Serving Clovis, Portales and the Surrounding Communities

Patriot Act reform a sign of change for the better

In what may be a sign that President Bush is beginning to experience the “second-term blues,” the House of Representatives on Wednesday voted 238-187 to prevent appropriated funds from being used to secretly obtain library patrons’ and book shoppers’ records, as allowed under Section 215 of the Patriot Act.

Although President Bush has threatened to veto any “weakening of the act,” 38 Republicans voted for the restraint.

This may be something of a symbolic gesture, given that Attorney General Alberto Gonzales told Congress in April that the government has never used this authority to snoop for library, bookstore, medical or gun sales records.

But it is a significant one and suggests a more measured response to the claim that the best way to fight terrorism is to give government more power — to trade a little liberty for security, as the saying goes — than was apparent in the wake of 9/11, when the original Patriot Act was passed.
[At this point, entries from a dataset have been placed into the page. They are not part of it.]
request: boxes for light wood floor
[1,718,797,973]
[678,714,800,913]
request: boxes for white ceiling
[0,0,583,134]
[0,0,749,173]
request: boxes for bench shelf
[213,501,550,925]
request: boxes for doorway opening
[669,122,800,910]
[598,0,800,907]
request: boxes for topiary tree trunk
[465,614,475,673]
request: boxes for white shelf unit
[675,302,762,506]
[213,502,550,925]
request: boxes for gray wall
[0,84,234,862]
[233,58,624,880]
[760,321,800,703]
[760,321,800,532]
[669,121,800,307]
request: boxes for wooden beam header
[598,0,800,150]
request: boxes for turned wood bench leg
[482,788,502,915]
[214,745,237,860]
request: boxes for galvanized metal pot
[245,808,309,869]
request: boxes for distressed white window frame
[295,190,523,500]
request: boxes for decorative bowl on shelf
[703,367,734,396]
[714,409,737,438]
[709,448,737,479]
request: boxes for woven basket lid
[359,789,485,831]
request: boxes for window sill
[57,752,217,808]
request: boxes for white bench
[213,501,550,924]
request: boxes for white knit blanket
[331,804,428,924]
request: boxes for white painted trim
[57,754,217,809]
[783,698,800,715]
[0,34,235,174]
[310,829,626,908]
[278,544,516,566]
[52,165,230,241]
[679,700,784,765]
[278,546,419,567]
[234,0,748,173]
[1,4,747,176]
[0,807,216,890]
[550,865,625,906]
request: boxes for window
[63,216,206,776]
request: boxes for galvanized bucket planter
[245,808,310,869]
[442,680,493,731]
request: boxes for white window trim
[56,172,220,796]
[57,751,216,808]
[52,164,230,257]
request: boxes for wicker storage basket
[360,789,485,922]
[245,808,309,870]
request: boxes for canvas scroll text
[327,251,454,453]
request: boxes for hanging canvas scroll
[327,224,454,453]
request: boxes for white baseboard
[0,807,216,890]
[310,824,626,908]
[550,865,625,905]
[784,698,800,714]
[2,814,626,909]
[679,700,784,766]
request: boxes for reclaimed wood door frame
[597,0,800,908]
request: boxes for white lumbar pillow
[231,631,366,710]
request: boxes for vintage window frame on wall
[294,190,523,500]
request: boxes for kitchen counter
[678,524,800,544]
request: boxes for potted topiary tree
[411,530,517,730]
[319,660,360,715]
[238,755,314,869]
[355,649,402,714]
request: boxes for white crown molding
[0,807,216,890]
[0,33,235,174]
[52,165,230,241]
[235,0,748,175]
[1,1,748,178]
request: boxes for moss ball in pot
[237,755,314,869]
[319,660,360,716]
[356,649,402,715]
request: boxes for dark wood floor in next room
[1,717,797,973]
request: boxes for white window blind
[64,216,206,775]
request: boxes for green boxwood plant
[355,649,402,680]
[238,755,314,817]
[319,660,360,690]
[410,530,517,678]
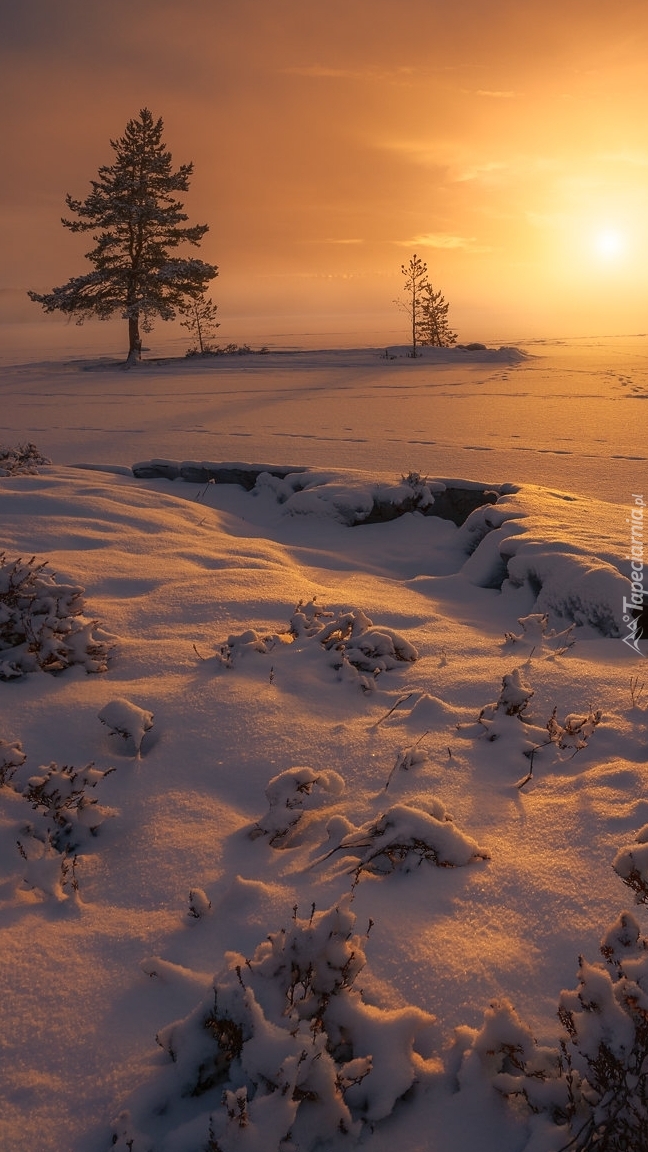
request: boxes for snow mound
[613,825,648,904]
[131,462,629,636]
[503,543,627,636]
[98,698,154,756]
[387,344,529,364]
[460,497,631,637]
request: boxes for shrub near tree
[180,292,220,355]
[28,108,217,365]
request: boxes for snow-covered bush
[250,766,345,847]
[332,798,489,877]
[459,669,549,762]
[600,909,648,964]
[613,825,648,904]
[504,611,575,654]
[384,735,429,789]
[289,597,333,638]
[16,835,79,902]
[455,997,567,1120]
[315,608,418,673]
[289,601,418,689]
[401,470,435,507]
[555,946,648,1150]
[15,762,115,900]
[143,896,437,1151]
[547,705,602,751]
[216,628,284,667]
[0,736,25,785]
[0,552,109,679]
[98,698,154,756]
[213,600,418,690]
[458,912,648,1151]
[188,888,212,919]
[0,746,114,900]
[22,761,115,852]
[467,670,601,759]
[484,667,534,718]
[0,442,51,475]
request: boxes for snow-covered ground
[0,339,647,1152]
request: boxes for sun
[593,228,626,259]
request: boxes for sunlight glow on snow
[0,341,645,1151]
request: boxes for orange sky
[3,0,648,345]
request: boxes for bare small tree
[397,254,429,357]
[180,293,220,354]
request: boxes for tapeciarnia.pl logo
[622,493,646,656]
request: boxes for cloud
[596,150,648,168]
[454,153,566,184]
[297,238,365,247]
[475,89,517,98]
[395,233,492,252]
[526,211,568,230]
[454,160,511,183]
[282,64,415,83]
[376,139,514,185]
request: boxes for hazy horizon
[2,311,647,369]
[3,0,648,346]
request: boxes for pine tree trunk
[127,313,142,365]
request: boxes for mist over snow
[0,339,647,1152]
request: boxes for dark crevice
[132,461,307,490]
[132,461,500,527]
[359,487,499,527]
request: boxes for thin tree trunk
[195,304,204,354]
[127,312,142,365]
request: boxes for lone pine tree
[397,254,456,355]
[28,108,217,364]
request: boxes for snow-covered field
[0,338,647,1152]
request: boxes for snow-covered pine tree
[28,108,217,365]
[417,283,457,347]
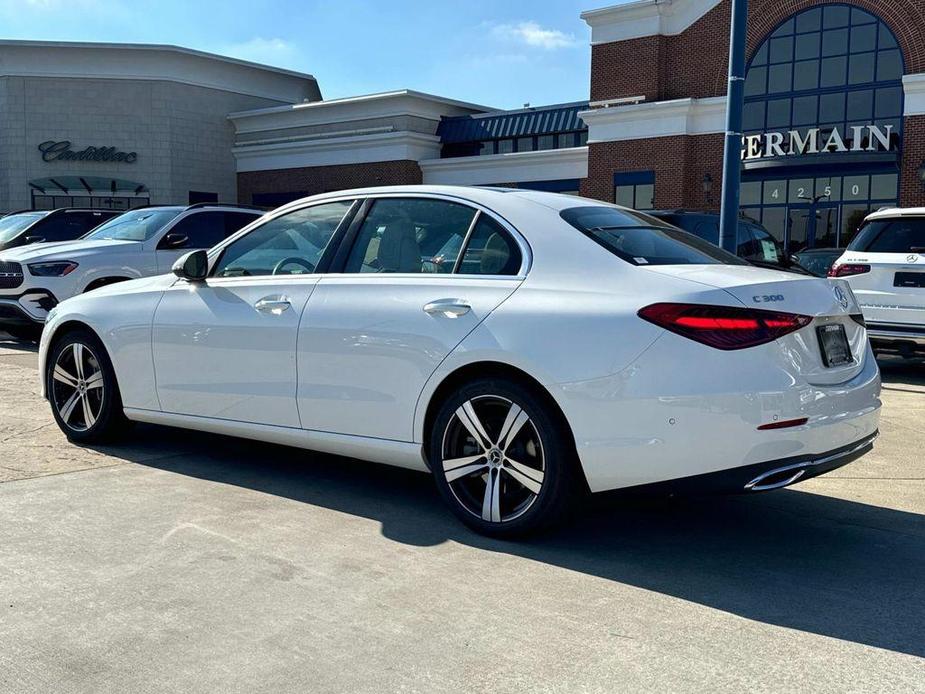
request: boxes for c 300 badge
[833,285,850,310]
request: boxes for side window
[224,212,260,237]
[748,225,785,264]
[213,201,353,277]
[160,212,227,249]
[344,198,475,274]
[458,215,522,275]
[30,215,82,242]
[692,221,720,243]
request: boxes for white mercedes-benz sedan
[38,186,881,536]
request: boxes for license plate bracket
[817,323,853,368]
[894,272,925,288]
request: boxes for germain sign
[741,124,895,161]
[38,140,138,164]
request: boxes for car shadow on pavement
[93,422,925,660]
[877,355,925,390]
[0,334,39,352]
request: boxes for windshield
[0,213,46,244]
[560,206,748,266]
[848,217,925,253]
[84,208,182,242]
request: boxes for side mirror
[172,249,208,282]
[24,236,45,244]
[162,233,189,249]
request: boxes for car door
[154,211,258,273]
[297,195,525,442]
[151,200,357,427]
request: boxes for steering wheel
[272,257,315,275]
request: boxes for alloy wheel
[51,343,105,432]
[441,395,545,523]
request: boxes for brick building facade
[579,0,925,251]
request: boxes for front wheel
[429,377,580,537]
[46,329,129,443]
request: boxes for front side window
[849,218,925,253]
[35,213,110,242]
[85,208,182,242]
[213,201,353,277]
[161,211,255,250]
[344,198,476,274]
[561,206,748,266]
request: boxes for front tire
[46,329,129,443]
[429,377,580,537]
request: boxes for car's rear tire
[428,377,580,537]
[45,328,130,443]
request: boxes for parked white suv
[830,207,925,356]
[0,203,262,339]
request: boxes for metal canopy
[437,101,589,144]
[28,176,148,196]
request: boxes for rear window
[848,217,925,253]
[560,207,747,266]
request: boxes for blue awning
[438,101,589,144]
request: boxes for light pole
[718,0,749,253]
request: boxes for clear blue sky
[0,0,636,109]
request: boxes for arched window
[739,4,905,251]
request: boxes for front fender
[38,275,173,408]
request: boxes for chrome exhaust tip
[744,432,879,492]
[745,463,811,492]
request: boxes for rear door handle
[255,296,292,315]
[423,299,471,318]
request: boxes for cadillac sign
[741,124,895,161]
[38,140,138,164]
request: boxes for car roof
[275,185,607,215]
[866,207,925,220]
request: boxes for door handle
[423,299,471,318]
[255,296,292,315]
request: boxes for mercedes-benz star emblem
[833,285,850,310]
[907,254,919,264]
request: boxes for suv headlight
[27,261,79,277]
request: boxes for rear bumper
[867,321,925,346]
[603,432,877,497]
[559,335,882,493]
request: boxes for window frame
[326,194,531,278]
[206,199,361,280]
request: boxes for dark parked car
[0,208,119,252]
[648,210,799,272]
[791,247,845,277]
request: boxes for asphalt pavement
[0,334,923,693]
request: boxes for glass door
[787,205,812,254]
[813,204,839,249]
[787,203,840,253]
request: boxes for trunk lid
[642,264,867,386]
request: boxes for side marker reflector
[757,417,809,431]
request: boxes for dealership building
[2,0,925,252]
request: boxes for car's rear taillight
[828,264,870,278]
[638,303,813,350]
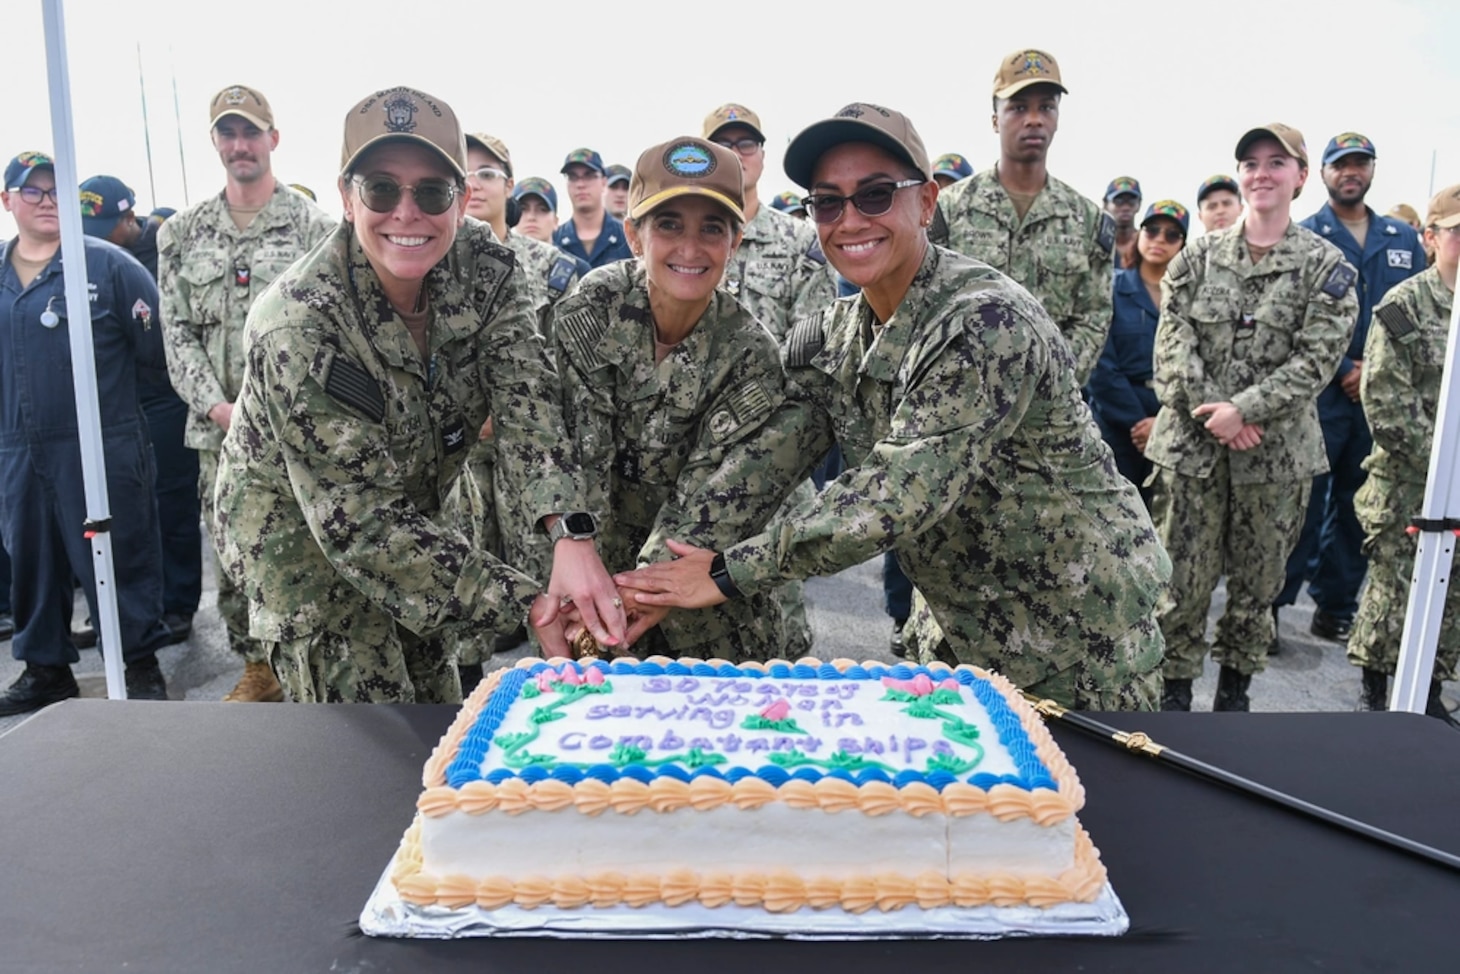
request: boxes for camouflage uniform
[157,184,334,662]
[938,167,1115,384]
[213,220,581,703]
[1146,220,1357,680]
[726,245,1170,710]
[1349,269,1460,677]
[498,223,585,337]
[721,203,837,340]
[553,261,811,661]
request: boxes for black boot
[0,663,79,716]
[457,663,484,691]
[1268,606,1282,656]
[889,618,908,659]
[1160,677,1192,712]
[124,656,168,701]
[1213,666,1252,712]
[1356,669,1388,712]
[1426,682,1460,729]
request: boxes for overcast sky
[4,0,1459,239]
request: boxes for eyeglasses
[12,186,59,205]
[801,179,925,225]
[713,137,763,156]
[351,175,459,215]
[1430,224,1460,237]
[1142,225,1184,244]
[466,166,508,184]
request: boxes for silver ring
[611,597,624,608]
[559,595,574,608]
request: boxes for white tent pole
[1390,281,1460,713]
[41,0,126,700]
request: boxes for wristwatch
[547,512,597,543]
[709,552,742,600]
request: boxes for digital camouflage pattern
[1144,218,1357,483]
[157,182,334,661]
[725,245,1169,706]
[1145,218,1356,679]
[721,203,836,340]
[1152,467,1309,679]
[158,183,335,452]
[214,220,582,703]
[554,260,812,660]
[1349,269,1460,678]
[499,224,584,334]
[938,168,1115,384]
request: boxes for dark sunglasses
[802,179,925,225]
[352,175,459,215]
[1141,224,1184,244]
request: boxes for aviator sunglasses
[352,175,460,215]
[1141,224,1185,244]
[801,179,925,225]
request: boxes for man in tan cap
[938,49,1114,386]
[212,86,624,703]
[1347,181,1460,724]
[157,84,334,702]
[701,102,835,341]
[1147,123,1357,713]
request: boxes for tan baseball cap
[1387,202,1421,228]
[1236,123,1308,166]
[783,102,931,189]
[340,86,467,179]
[627,137,744,222]
[1426,184,1460,229]
[702,103,765,142]
[992,49,1067,99]
[465,133,512,177]
[209,85,273,130]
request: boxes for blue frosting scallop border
[445,660,1056,793]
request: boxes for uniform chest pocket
[1033,238,1089,316]
[249,246,303,291]
[177,254,229,326]
[742,259,790,301]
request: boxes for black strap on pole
[1024,695,1460,873]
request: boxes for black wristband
[709,552,741,600]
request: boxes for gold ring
[611,597,623,608]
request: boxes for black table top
[3,699,1458,973]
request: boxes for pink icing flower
[939,678,960,693]
[760,699,791,722]
[535,671,558,692]
[882,674,937,697]
[559,666,583,687]
[585,667,605,686]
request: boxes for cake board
[359,855,1129,940]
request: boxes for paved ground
[6,536,1442,739]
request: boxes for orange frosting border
[389,813,1108,913]
[423,656,1084,825]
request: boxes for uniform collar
[1214,216,1308,275]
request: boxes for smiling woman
[210,86,625,705]
[615,103,1173,713]
[549,135,815,661]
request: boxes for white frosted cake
[389,656,1107,914]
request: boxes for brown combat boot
[223,661,285,702]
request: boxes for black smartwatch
[547,512,597,543]
[709,552,741,600]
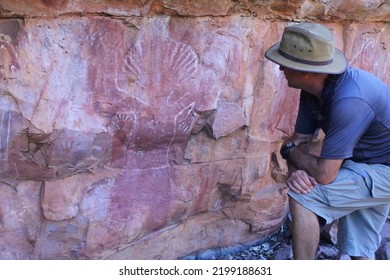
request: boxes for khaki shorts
[288,160,390,258]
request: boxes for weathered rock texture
[0,0,389,259]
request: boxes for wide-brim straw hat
[265,23,348,74]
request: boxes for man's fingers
[287,177,310,194]
[308,175,318,186]
[287,170,318,194]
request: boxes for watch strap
[280,142,296,160]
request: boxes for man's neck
[301,73,328,99]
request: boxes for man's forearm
[287,146,341,185]
[288,146,320,177]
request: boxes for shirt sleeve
[320,98,375,159]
If this is the first step in that more measured response, we welcome it.

That act, you may remember, was cobbled together mostly from power-increasing proposals the Clinton administration had proposed and the Republican Congress rejected during the 1990s.

Drafted in haste and revised up to the last minute, no single member of Congress could have read the whole proposal. Although skeptics did manage to include provisions to “sunset” 15 sections of the bill at the end of this year, those power-grabbing proposals looked better to Republicans after 9/11, especially with a Republican in the White House.

The success of this amendment almost guarantees there will be more opportunities to consider reforming the Patriot Act. We hope reform comes sooner rather than later.